Just how significant this is in Paul's thinking, however, is indicated at the end of chapter 1: "And God placed all things under [Christ's] feet and appointed him to be head over everything for the church, which is his body, the fullness of him who fills everything in every way," (Ephesians 1:22-23, NIV). To understand this, we must look again at Genesis 1:28: "God blessed them and said to them, "Be fruitful and increase in number; fill the earth ..." (NIV, emphasis added). In the LXX of the Old Testament, the verb for "filling" is the same as applies to Christ in the New - Christ is the one who truly 'fills the earth and subdues it'. But he does not do it 'alone'. Rather, as Eve was presented to Adam, so Christ presents the Church to himself (Eph 5:27) so that, as 'one body' with the Church, he may fill and rule over all things.

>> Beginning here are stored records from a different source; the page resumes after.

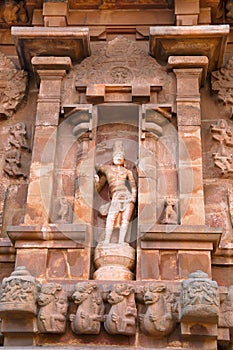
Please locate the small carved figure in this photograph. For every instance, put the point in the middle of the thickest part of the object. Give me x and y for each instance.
(64, 210)
(122, 199)
(19, 291)
(53, 308)
(224, 163)
(121, 317)
(18, 136)
(13, 12)
(199, 297)
(90, 311)
(13, 163)
(158, 319)
(170, 215)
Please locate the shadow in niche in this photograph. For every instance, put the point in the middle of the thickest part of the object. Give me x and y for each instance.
(116, 124)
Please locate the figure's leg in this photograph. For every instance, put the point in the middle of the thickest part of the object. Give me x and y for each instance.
(126, 216)
(112, 214)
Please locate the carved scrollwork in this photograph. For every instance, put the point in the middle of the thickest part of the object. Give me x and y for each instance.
(122, 315)
(53, 309)
(159, 319)
(13, 86)
(90, 311)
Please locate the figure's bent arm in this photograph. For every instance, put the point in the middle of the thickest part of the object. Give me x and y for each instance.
(132, 185)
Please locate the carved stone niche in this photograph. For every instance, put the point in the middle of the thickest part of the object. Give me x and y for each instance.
(13, 84)
(200, 305)
(18, 308)
(90, 311)
(52, 301)
(159, 318)
(121, 318)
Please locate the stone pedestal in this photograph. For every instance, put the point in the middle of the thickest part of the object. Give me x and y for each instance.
(114, 261)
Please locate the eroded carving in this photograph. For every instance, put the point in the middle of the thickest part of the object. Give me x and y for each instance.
(222, 83)
(13, 86)
(199, 298)
(17, 143)
(119, 210)
(90, 311)
(53, 309)
(222, 133)
(170, 212)
(119, 62)
(13, 12)
(19, 292)
(123, 312)
(64, 209)
(159, 319)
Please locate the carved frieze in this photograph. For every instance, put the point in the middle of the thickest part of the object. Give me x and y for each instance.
(90, 311)
(121, 318)
(222, 133)
(222, 83)
(53, 306)
(19, 292)
(13, 12)
(159, 319)
(199, 298)
(123, 65)
(12, 85)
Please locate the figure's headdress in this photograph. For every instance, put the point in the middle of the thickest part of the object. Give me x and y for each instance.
(118, 148)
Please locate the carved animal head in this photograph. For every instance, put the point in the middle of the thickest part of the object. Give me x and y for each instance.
(170, 202)
(48, 293)
(119, 292)
(152, 293)
(83, 291)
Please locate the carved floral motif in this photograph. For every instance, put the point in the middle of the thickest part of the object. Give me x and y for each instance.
(123, 312)
(12, 86)
(53, 308)
(90, 311)
(158, 319)
(199, 298)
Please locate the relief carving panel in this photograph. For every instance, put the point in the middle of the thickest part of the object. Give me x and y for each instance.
(13, 85)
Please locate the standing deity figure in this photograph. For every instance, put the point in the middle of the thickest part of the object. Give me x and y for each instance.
(123, 192)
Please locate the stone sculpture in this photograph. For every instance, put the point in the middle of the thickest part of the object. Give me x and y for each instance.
(64, 210)
(53, 309)
(17, 142)
(19, 292)
(18, 136)
(13, 12)
(158, 319)
(123, 312)
(222, 83)
(170, 214)
(90, 311)
(222, 133)
(120, 209)
(199, 298)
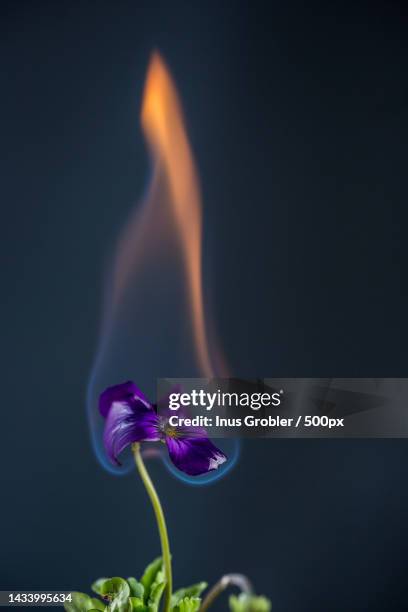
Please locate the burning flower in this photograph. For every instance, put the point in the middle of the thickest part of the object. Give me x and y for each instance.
(131, 418)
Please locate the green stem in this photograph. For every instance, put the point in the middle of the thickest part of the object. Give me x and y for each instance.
(161, 523)
(226, 581)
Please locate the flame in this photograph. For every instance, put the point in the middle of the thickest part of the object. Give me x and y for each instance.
(163, 124)
(156, 275)
(178, 211)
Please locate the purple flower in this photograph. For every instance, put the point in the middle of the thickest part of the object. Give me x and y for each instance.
(130, 417)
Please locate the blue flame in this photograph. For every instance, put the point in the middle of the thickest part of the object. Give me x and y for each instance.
(230, 447)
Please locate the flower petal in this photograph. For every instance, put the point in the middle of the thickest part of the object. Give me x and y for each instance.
(127, 392)
(129, 418)
(194, 455)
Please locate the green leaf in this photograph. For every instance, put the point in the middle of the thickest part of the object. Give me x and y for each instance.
(188, 604)
(156, 591)
(136, 588)
(249, 603)
(194, 590)
(149, 576)
(138, 604)
(97, 604)
(83, 603)
(116, 591)
(96, 586)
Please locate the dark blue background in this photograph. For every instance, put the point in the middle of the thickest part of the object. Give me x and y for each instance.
(297, 113)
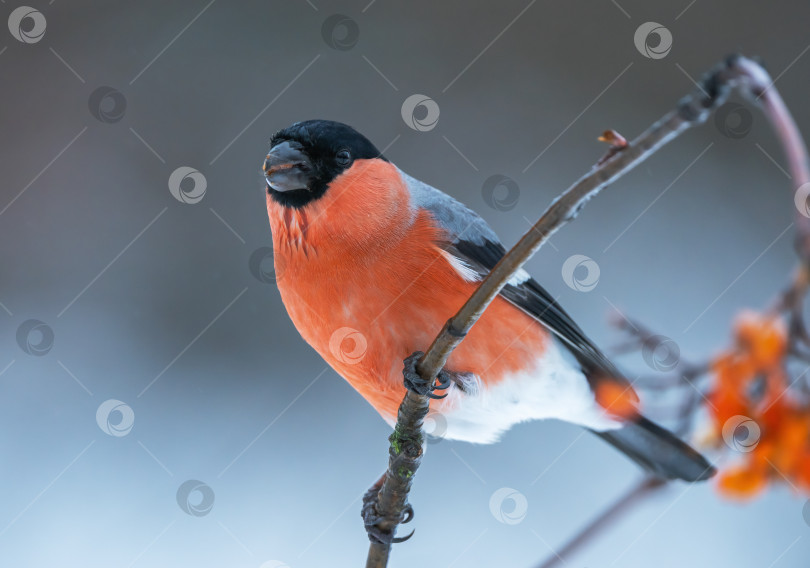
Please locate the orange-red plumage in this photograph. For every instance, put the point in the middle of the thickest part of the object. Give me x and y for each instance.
(349, 260)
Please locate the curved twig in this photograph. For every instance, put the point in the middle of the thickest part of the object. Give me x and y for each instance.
(736, 72)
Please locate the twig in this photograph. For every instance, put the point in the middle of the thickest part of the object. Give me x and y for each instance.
(735, 72)
(639, 492)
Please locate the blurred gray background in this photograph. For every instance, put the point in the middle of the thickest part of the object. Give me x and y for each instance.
(152, 301)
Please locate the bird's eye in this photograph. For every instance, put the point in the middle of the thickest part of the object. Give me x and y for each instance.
(343, 157)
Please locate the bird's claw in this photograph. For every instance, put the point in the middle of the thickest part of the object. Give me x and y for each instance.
(414, 381)
(372, 518)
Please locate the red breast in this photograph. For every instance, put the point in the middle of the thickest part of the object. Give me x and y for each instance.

Theologically, then, Genesis 1:28 (sexuality for procreation) and 2:24 (sexuality for companionship) are held together, just as they point forward to Ephesians 1:23 and 5:27. It is no wonder Paul calls this a "mystery" (Eph 5:32), but it indicates that our understanding of sexuality in bodily union needs to be held together with our understanding of mutuality in marriage. Thus human sexuality, according to Scripture, is not simply procreative, but neither is it simply relational. Rather, behind it lies God's plans both for creation and redemption.

What, then of Adam and Steve? The modern world has coined the notion of 'sexual orientation' to explain the attraction between people of the same gender. In truth, however, we ought to speak of sexual dis-orientation, for such an attraction can never achieve a fully 'sexual' relationship.

In theological terms, however, the endorsement of 'gay marriage' would require us to say that 'Christ and the Church' can just as equally be modelled by two 'Christs' or two 'Churches', or indeed some other combination, since Benny Hazlehurst also refers to the bisexual and transgendered. At that point we would certainly have left behind the traditional understanding of marriage. But I would contend that we would also have left behind the biblical understanding of Christian theology. And that we must certainly not do.